Chinesa Li Auto cria empresa de chips

A fabricante de carros chinesa Li Auto abriu uma nova empresa voltada para a área de tecnologia e semicondutores. Registrada com o nome de Xinchuang Zhixin, a nova marca tem como foco o desenho, o desenvolvimento e a venda de circuitos integrados. A iniciativa indica que a montadora tem planos para vender suas peças para clientes externos no futuro.


A nova companhia pertence totalmente à Li Auto e é controlada pelo presidente executivo da empresa, Li Xiang. O capital inicial registrado no sistema chinês foi de 14.760 dólares, o equivalente a cerca de 75.000 reais.

Embora o papel exato da marca não tenha sido divulgado oficialmente, as informações de registro sugerem que ela será a base principal para os negócios de tecnologia da montadora.

Especialistas da indústria apontam que todo o programa de processadores da montadora será agrupado sob essa nova empresa. Isso inclui o desenvolvimento completo da linha de peças conhecida como Mach M100.

O chip Mach M100, que foi desenvolvido pela própria Li Auto, já está sendo produzido em massa. Atualmente, ele é utilizado em três veículos da marca, os modelos L9, L8 e L6.

A peça foi criada com um processo de fabricação avançado para uso automotivo e entrega uma alta capacidade de processamento de dados. A montadora afirma que esse é o primeiro processador do mundo focado em fluxo dinâmico de informações de inteligência artificial, oferecendo uma eficiência de 82%.

Esse componente foi desenhado para funções que exigem muito do sistema. Os principais exemplos são os sistemas de direção inteligente e os grandes modelos de inteligência artificial.

Além da peça em si, o escopo de vendas da nova empresa é o que mais chama a atenção do mercado.

Em uma entrevista realizada no mês de junho, o diretor de tecnologia da empresa, Xie Yan, afirmou que não descarta a venda das peças da marca para clientes externos.

Segundo o diretor, o segredo para comercializar esses processadores é estabelecer um conjunto maduro de ferramentas de sistema. Quando isso acontecer, abrir a tecnologia para o mercado será um passo natural.

Ele acrescentou ainda que várias empresas de robótica já procuraram a Li Auto interessadas em adotar os processadores da marca.

O movimento não é isolado. As principais fabricantes chinesas de veículos elétricos começaram a operar negócios de semicondutores de forma independente.

A concorrente NIO criou recentemente uma companhia para supervisionar a criação e venda de seus chips. O processador da marca já começou a ser licenciado para outras empresas do setor.

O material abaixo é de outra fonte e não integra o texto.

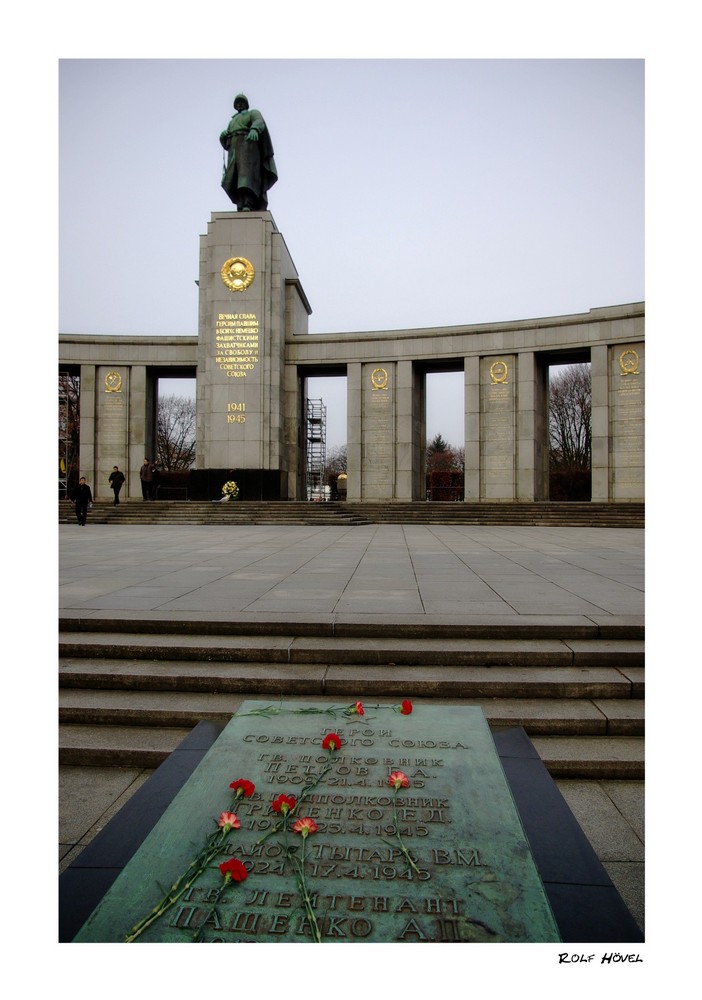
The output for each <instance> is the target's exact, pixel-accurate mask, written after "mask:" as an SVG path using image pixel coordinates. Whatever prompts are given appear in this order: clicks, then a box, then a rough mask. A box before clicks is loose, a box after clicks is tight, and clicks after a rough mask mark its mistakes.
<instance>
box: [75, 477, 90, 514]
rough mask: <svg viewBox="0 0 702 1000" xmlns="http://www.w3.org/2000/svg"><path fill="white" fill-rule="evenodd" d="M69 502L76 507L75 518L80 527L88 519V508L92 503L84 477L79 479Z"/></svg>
mask: <svg viewBox="0 0 702 1000" xmlns="http://www.w3.org/2000/svg"><path fill="white" fill-rule="evenodd" d="M71 500H72V501H73V503H74V504H75V505H76V518H77V519H78V524H80V525H81V526H82V525H84V524H85V522H86V521H87V519H88V507H89V506H90V504H91V503H92V502H93V494H92V493H91V492H90V487H89V486H88V484H87V482H86V481H85V476H81V477H80V480H79V482H78V485H77V486H76V488H75V489H74V491H73V496H72V497H71Z"/></svg>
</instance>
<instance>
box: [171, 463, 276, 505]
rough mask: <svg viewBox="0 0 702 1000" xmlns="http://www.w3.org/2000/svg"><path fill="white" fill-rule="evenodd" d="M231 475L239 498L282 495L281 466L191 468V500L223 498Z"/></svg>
mask: <svg viewBox="0 0 702 1000" xmlns="http://www.w3.org/2000/svg"><path fill="white" fill-rule="evenodd" d="M229 479H233V480H234V482H235V483H236V484H237V486H238V487H239V499H238V501H237V502H242V501H246V500H281V499H282V497H283V490H282V483H283V474H282V473H281V471H280V469H191V470H190V475H189V477H188V500H221V499H222V487H223V486H224V484H225V483H226V482H227V481H228V480H229Z"/></svg>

A XPeng também teve sucesso com o seu chip de inteligência artificial. A peça foi escolhida para projetos da fabricante Volkswagen, marcando a entrada da empresa no fornecimento para clientes externos.

O presidente da Li Auto respondeu às dúvidas do mercado de que o desenvolvimento próprio seria apenas uma tendência cara da indústria.

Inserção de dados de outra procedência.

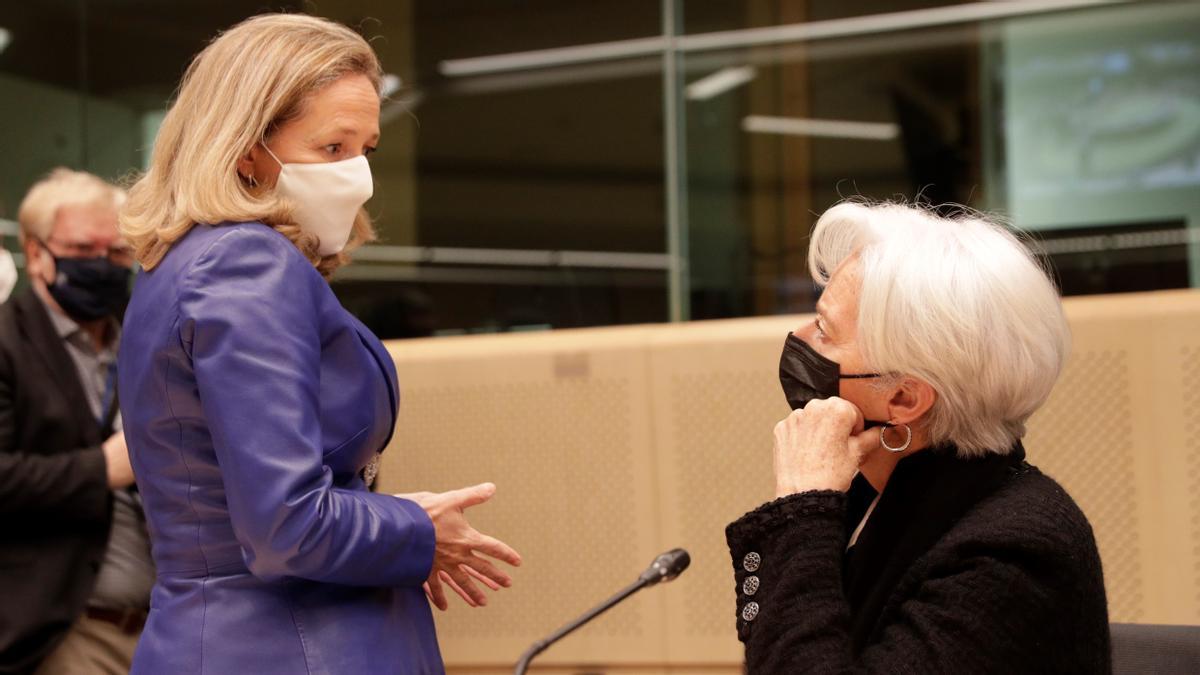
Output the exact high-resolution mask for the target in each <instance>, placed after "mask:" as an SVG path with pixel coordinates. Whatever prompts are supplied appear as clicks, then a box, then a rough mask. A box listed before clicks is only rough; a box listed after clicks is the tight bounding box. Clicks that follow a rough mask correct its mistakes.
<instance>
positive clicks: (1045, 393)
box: [809, 202, 1070, 456]
mask: <svg viewBox="0 0 1200 675" xmlns="http://www.w3.org/2000/svg"><path fill="white" fill-rule="evenodd" d="M853 255H857V256H858V259H859V265H860V271H862V285H863V286H862V294H860V297H859V307H858V344H859V346H860V347H862V350H863V356H864V358H865V359H866V363H868V364H869V366H870V368H871V369H872V370H877V371H880V372H887V374H898V375H910V376H913V377H917V378H920V380H923V381H925V382H928V383H929V384H930V386H932V388H934V389H935V390H936V392H937V400H936V401H935V402H934V406H932V407H931V408H930V411H929V412H928V413H926V414H925V417H924V418H923V420H922V424H924V425H925V429H926V430H928V432H929V435H930V442H931V443H934V444H937V443H947V442H949V443H954V444H955V446H956V447H958V448H959V453H960V454H961V455H964V456H979V455H984V454H986V453H998V454H1003V453H1007V452H1008V450H1009V449H1010V448H1012V447H1013V444H1014V443H1015V442H1016V441H1018V440H1019V438H1021V436H1024V435H1025V423H1026V420H1027V419H1028V418H1030V416H1031V414H1033V412H1034V411H1037V410H1038V407H1040V406H1042V404H1043V402H1045V400H1046V396H1049V395H1050V390H1051V389H1052V388H1054V384H1055V382H1056V381H1057V380H1058V375H1060V374H1061V372H1062V368H1063V363H1064V362H1066V359H1067V354H1068V352H1069V350H1070V329H1069V328H1068V325H1067V319H1066V317H1064V316H1063V311H1062V303H1061V300H1060V298H1058V292H1057V289H1056V288H1055V286H1054V282H1052V281H1051V280H1050V277H1049V276H1048V274H1046V271H1045V270H1044V269H1043V268H1042V265H1039V264H1038V262H1037V259H1036V258H1034V257H1033V255H1032V253H1031V251H1030V249H1028V247H1027V246H1026V245H1025V244H1022V241H1021V240H1020V239H1019V238H1018V237H1016V234H1014V232H1013V231H1010V229H1009V228H1008V227H1006V226H1004V225H1001V223H1000V222H998V221H997V220H995V219H989V217H988V216H984V215H983V214H979V213H974V211H971V210H967V209H961V210H960V211H959V213H956V214H955V215H952V216H949V217H943V216H940V215H937V214H936V213H934V211H931V210H929V209H926V208H923V207H917V205H908V204H901V203H877V204H871V203H862V202H844V203H840V204H838V205H835V207H833V208H830V209H829V210H827V211H826V213H824V214H823V215H822V216H821V217H820V219H818V220H817V223H816V226H815V228H814V231H812V239H811V241H810V244H809V270H810V271H811V274H812V279H814V280H816V282H817V283H818V285H821V286H824V285H826V283H828V282H829V277H830V275H832V274H833V271H834V270H835V269H836V268H838V265H840V264H841V263H842V262H844V261H845V259H846V258H848V257H851V256H853Z"/></svg>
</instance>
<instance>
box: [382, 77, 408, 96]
mask: <svg viewBox="0 0 1200 675" xmlns="http://www.w3.org/2000/svg"><path fill="white" fill-rule="evenodd" d="M403 85H404V80H403V79H400V76H398V74H392V73H390V72H389V73H384V74H383V82H382V83H380V86H379V94H382V95H383V96H384V97H385V98H386V97H388V96H391V95H392V94H395V92H397V91H400V88H401V86H403Z"/></svg>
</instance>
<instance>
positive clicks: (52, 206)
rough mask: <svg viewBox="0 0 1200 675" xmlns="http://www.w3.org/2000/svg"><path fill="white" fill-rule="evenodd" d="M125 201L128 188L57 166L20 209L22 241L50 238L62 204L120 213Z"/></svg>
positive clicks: (44, 240)
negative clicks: (108, 208) (55, 220)
mask: <svg viewBox="0 0 1200 675" xmlns="http://www.w3.org/2000/svg"><path fill="white" fill-rule="evenodd" d="M124 203H125V191H124V190H121V189H120V187H118V186H115V185H112V184H109V183H106V181H104V179H102V178H100V177H97V175H92V174H90V173H84V172H82V171H71V169H68V168H64V167H59V168H55V169H54V171H52V172H50V173H49V174H48V175H47V177H46V178H43V179H41V180H38V181H37V183H36V184H34V186H32V187H30V189H29V192H28V193H25V198H24V199H22V202H20V208H19V209H17V221H18V222H19V223H20V237H22V241H24V240H25V238H28V237H32V238H35V239H38V240H41V241H46V240H47V239H49V238H50V234H52V233H53V232H54V221H55V220H56V219H58V217H59V210H60V209H61V208H62V207H104V208H110V209H113V213H116V211H118V210H119V209H120V208H121V204H124Z"/></svg>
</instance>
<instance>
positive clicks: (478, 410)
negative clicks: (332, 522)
mask: <svg viewBox="0 0 1200 675" xmlns="http://www.w3.org/2000/svg"><path fill="white" fill-rule="evenodd" d="M1066 306H1067V313H1068V318H1069V319H1070V322H1072V328H1073V331H1074V352H1073V357H1072V359H1070V362H1069V363H1068V366H1067V370H1066V372H1064V374H1063V377H1062V380H1061V381H1060V383H1058V386H1057V387H1056V389H1055V390H1054V393H1052V394H1051V398H1050V400H1049V401H1048V404H1046V405H1045V407H1044V408H1043V410H1042V411H1039V412H1038V413H1037V414H1036V416H1034V418H1033V419H1032V420H1031V424H1030V432H1028V435H1027V437H1026V441H1025V444H1026V448H1027V450H1028V454H1030V461H1032V462H1033V464H1036V465H1038V466H1039V467H1040V468H1042V470H1043V471H1044V472H1045V473H1048V474H1050V476H1052V477H1054V478H1056V479H1057V480H1058V482H1060V483H1062V484H1063V486H1064V488H1066V489H1067V490H1068V491H1069V492H1070V494H1072V495H1073V496H1074V497H1075V500H1076V501H1078V502H1079V504H1080V507H1081V508H1082V509H1084V512H1085V513H1086V514H1087V516H1088V519H1090V520H1091V522H1092V525H1093V528H1094V531H1096V536H1097V542H1098V545H1099V549H1100V555H1102V558H1103V561H1104V569H1105V580H1106V586H1108V597H1109V607H1110V615H1111V619H1112V620H1114V621H1140V622H1177V623H1200V489H1196V484H1198V483H1200V292H1162V293H1147V294H1135V295H1117V297H1102V298H1079V299H1068V300H1067V303H1066ZM806 318H808V317H797V316H792V317H769V318H754V319H738V321H726V322H701V323H688V324H674V325H655V327H634V328H611V329H593V330H565V331H556V333H545V334H533V335H508V336H478V337H461V339H439V340H420V341H404V342H394V344H391V345H390V350H391V352H392V356H394V357H395V359H396V364H397V370H398V374H400V380H401V387H402V389H403V396H402V406H401V417H400V424H398V429H397V434H396V437H395V440H394V442H392V446H391V448H390V449H389V452H388V453H386V454H385V460H384V466H383V472H382V477H380V482H382V489H384V490H388V491H396V492H398V491H407V490H418V489H422V490H445V489H451V488H457V486H462V485H467V484H472V483H476V482H482V480H493V482H496V483H497V484H498V485H499V494H498V495H497V497H496V500H494V501H493V502H492V503H490V504H486V506H484V507H480V508H476V509H474V510H473V512H472V513H470V516H472V520H473V522H475V524H476V525H478V526H479V527H480V528H481V530H484V531H486V532H491V533H496V534H497V536H500V537H502V538H504V539H506V540H508V542H509V543H511V544H512V545H514V546H516V548H517V549H518V550H520V551H521V552H522V554H523V555H524V556H526V565H524V566H523V567H522V568H521V569H520V571H517V572H516V574H515V578H516V586H515V587H514V589H511V590H506V591H503V592H500V593H494V595H493V603H492V604H491V605H490V607H488V608H485V609H479V610H472V609H468V608H466V607H463V605H462V603H461V602H457V599H456V598H455V601H456V602H455V607H454V608H452V609H451V611H450V613H446V614H444V615H440V614H439V615H438V629H439V635H440V639H442V645H443V651H444V653H445V659H446V664H448V665H449V668H450V670H451V671H454V673H479V674H481V673H493V671H496V673H499V671H504V670H505V669H510V668H511V664H512V663H514V662H515V661H516V659H517V657H518V656H520V653H521V652H522V651H523V650H524V647H526V646H527V645H528V644H530V643H532V641H534V640H535V639H539V638H540V637H542V635H545V634H547V633H550V632H551V631H553V629H554V628H557V627H558V626H559V625H562V623H563V622H565V621H566V620H569V619H570V617H572V616H575V615H576V614H578V613H581V611H583V610H584V609H587V608H588V607H590V605H593V604H594V603H596V602H599V601H601V599H604V598H605V597H607V596H608V595H610V593H612V592H614V591H616V590H618V589H620V587H622V586H624V585H625V584H628V583H629V581H631V580H632V579H634V578H635V577H636V575H637V574H638V573H640V572H641V571H642V569H643V568H644V567H646V565H647V563H649V561H650V560H653V557H654V556H655V555H656V554H658V552H661V551H662V550H666V549H668V548H672V546H683V548H686V549H688V550H689V551H690V552H691V555H692V566H691V568H690V569H689V571H688V572H686V573H685V574H684V575H683V577H680V578H679V579H678V580H677V581H674V583H672V584H670V585H666V586H664V587H658V589H652V590H648V591H643V592H642V593H638V595H637V596H635V597H634V598H632V599H631V601H630V602H629V603H626V604H625V605H623V607H620V608H618V609H616V610H613V611H611V613H610V614H607V615H605V616H602V617H600V619H599V620H598V621H596V622H595V623H594V625H593V626H592V627H589V628H584V629H583V631H581V632H580V633H577V634H572V635H571V637H569V638H566V639H565V640H564V641H562V643H560V644H558V645H556V646H554V647H552V649H551V650H550V651H547V652H546V653H545V655H544V656H541V657H539V659H538V664H540V665H541V667H542V668H548V669H550V670H547V671H562V673H599V671H602V670H607V669H608V667H611V671H612V673H667V671H670V673H708V671H712V673H724V671H730V673H734V671H738V665H739V664H740V662H742V647H740V645H739V644H738V643H737V640H736V638H734V616H733V611H734V602H736V591H734V589H733V583H732V575H731V569H732V563H731V561H730V558H728V552H727V549H726V548H725V533H724V528H725V525H727V524H728V522H730V521H731V520H733V519H736V518H738V516H739V515H742V514H743V513H745V512H746V510H749V509H752V508H755V507H757V506H758V504H761V503H762V502H764V501H767V500H769V498H770V497H772V486H773V482H772V455H770V453H772V428H773V426H774V424H775V422H778V420H779V419H781V418H782V417H784V416H786V414H787V405H786V402H785V401H784V396H782V393H781V392H780V387H779V381H778V364H779V354H780V350H781V347H782V342H784V337H785V335H786V333H787V331H788V330H791V329H792V328H794V327H796V325H798V324H799V323H800V322H802V321H805V319H806ZM556 669H557V670H556Z"/></svg>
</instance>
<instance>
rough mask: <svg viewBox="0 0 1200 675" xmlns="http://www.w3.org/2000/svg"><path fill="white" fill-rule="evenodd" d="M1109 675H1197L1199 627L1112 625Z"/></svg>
mask: <svg viewBox="0 0 1200 675" xmlns="http://www.w3.org/2000/svg"><path fill="white" fill-rule="evenodd" d="M1112 673H1114V675H1126V674H1129V675H1133V674H1138V675H1150V674H1153V675H1174V674H1175V673H1181V674H1187V675H1195V674H1198V673H1200V626H1162V625H1151V623H1112Z"/></svg>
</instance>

Ele defende que a estratégia não serve apenas para exibir capacidade técnica. O objetivo real é resolver problemas de lentidão na computação que os fornecedores atuais não conseguem solucionar, integrando melhor a parte física e o sistema digital.

Na visão do executivo, a competição futura na área de inteligência artificial não será definida por uma única tecnologia isolada. O que vai importar é a capacidade de otimizar todo o conjunto de sistemas do carro.

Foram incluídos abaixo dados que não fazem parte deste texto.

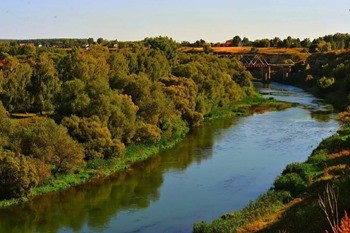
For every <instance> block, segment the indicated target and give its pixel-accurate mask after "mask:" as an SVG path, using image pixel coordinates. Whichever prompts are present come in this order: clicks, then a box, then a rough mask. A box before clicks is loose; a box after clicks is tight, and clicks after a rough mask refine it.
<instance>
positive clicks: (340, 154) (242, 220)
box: [193, 128, 350, 233]
mask: <svg viewBox="0 0 350 233" xmlns="http://www.w3.org/2000/svg"><path fill="white" fill-rule="evenodd" d="M349 132H350V131H349V128H345V129H342V130H340V131H339V132H338V134H336V135H333V136H331V137H329V138H327V139H324V140H323V141H322V142H321V143H320V145H319V146H318V147H317V148H316V149H315V150H314V151H313V153H312V154H311V155H310V156H309V158H308V159H307V161H305V162H303V163H292V164H289V165H287V167H286V168H285V170H284V171H283V172H282V174H281V176H279V177H277V178H276V180H275V187H274V189H272V190H270V191H268V192H267V193H266V194H264V195H262V196H260V197H259V198H258V199H257V200H255V201H254V202H252V203H250V204H249V205H248V206H247V207H245V208H244V209H242V210H240V211H236V212H232V213H229V214H225V215H223V216H222V217H221V218H219V219H216V220H214V221H213V222H212V223H205V222H199V223H197V224H195V225H194V228H193V232H195V233H209V232H210V233H211V232H215V233H223V232H225V233H227V232H268V233H272V232H283V231H286V232H289V233H292V232H296V233H302V232H305V233H306V232H325V230H330V229H328V228H329V227H328V225H327V219H326V216H325V215H324V214H323V212H322V210H321V208H320V206H319V204H318V198H319V195H323V193H324V190H325V186H326V184H328V183H329V184H332V185H333V186H334V187H335V190H338V195H339V203H338V205H339V215H341V216H342V213H343V211H344V210H347V211H349V210H350V199H349V198H348V197H349V195H350V169H349V166H350V134H349ZM295 223H298V224H295Z"/></svg>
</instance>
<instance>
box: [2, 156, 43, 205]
mask: <svg viewBox="0 0 350 233" xmlns="http://www.w3.org/2000/svg"><path fill="white" fill-rule="evenodd" d="M38 182H39V179H38V176H37V172H36V169H35V167H34V166H33V165H32V164H31V162H30V159H29V158H27V157H25V156H23V155H15V154H14V153H13V152H2V151H0V186H1V189H0V199H1V200H3V199H10V198H19V197H22V196H28V195H30V193H31V191H32V189H33V188H34V187H35V186H36V185H37V184H38Z"/></svg>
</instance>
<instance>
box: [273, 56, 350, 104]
mask: <svg viewBox="0 0 350 233" xmlns="http://www.w3.org/2000/svg"><path fill="white" fill-rule="evenodd" d="M281 77H282V75H281V74H279V73H276V74H275V75H274V77H273V78H274V79H275V80H277V81H280V82H285V83H289V84H293V85H299V86H302V87H304V88H309V89H310V90H311V91H313V92H314V93H316V94H318V95H321V96H322V97H324V98H326V99H328V100H329V101H330V102H331V103H332V104H333V105H335V106H336V107H338V108H340V109H342V110H343V109H345V108H346V107H347V106H348V105H349V104H350V52H342V53H336V52H330V53H315V54H312V55H311V56H309V57H308V59H307V60H306V62H305V63H304V64H303V63H299V64H296V65H295V66H294V67H293V68H292V73H291V75H290V77H288V78H281Z"/></svg>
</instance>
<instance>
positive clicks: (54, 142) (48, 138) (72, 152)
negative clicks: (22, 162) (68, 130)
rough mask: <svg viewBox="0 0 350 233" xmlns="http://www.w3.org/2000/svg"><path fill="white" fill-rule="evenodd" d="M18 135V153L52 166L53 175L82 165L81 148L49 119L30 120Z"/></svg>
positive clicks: (70, 171)
mask: <svg viewBox="0 0 350 233" xmlns="http://www.w3.org/2000/svg"><path fill="white" fill-rule="evenodd" d="M18 134H19V136H18V138H21V139H20V150H21V151H20V153H21V154H24V155H30V156H32V157H33V158H37V159H39V160H40V161H42V162H44V163H46V164H50V165H52V167H51V172H52V174H53V175H55V174H57V173H70V172H73V171H75V170H77V168H78V166H80V165H81V164H82V163H83V158H84V153H83V148H82V147H81V146H80V145H79V144H78V143H77V142H75V141H74V140H73V139H72V138H71V137H70V136H69V135H68V132H67V129H66V128H65V127H63V126H59V125H57V124H56V123H55V122H54V121H53V120H51V119H49V120H46V119H38V120H35V119H34V120H31V121H29V122H28V125H27V126H24V127H23V128H22V129H21V130H20V131H18ZM13 149H14V150H16V148H13Z"/></svg>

Com o avanço de funções como a direção inteligente e a robótica, a procura por processadores automotivos de alta capacidade está crescendo rapidamente.

Para a Li Auto, a criação de uma empresa independente mostra que o seu negócio de tecnologia está evoluindo. O objetivo agora vai além de apoiar os próprios carros, buscando uma expansão comercial muito maior em toda a indústria.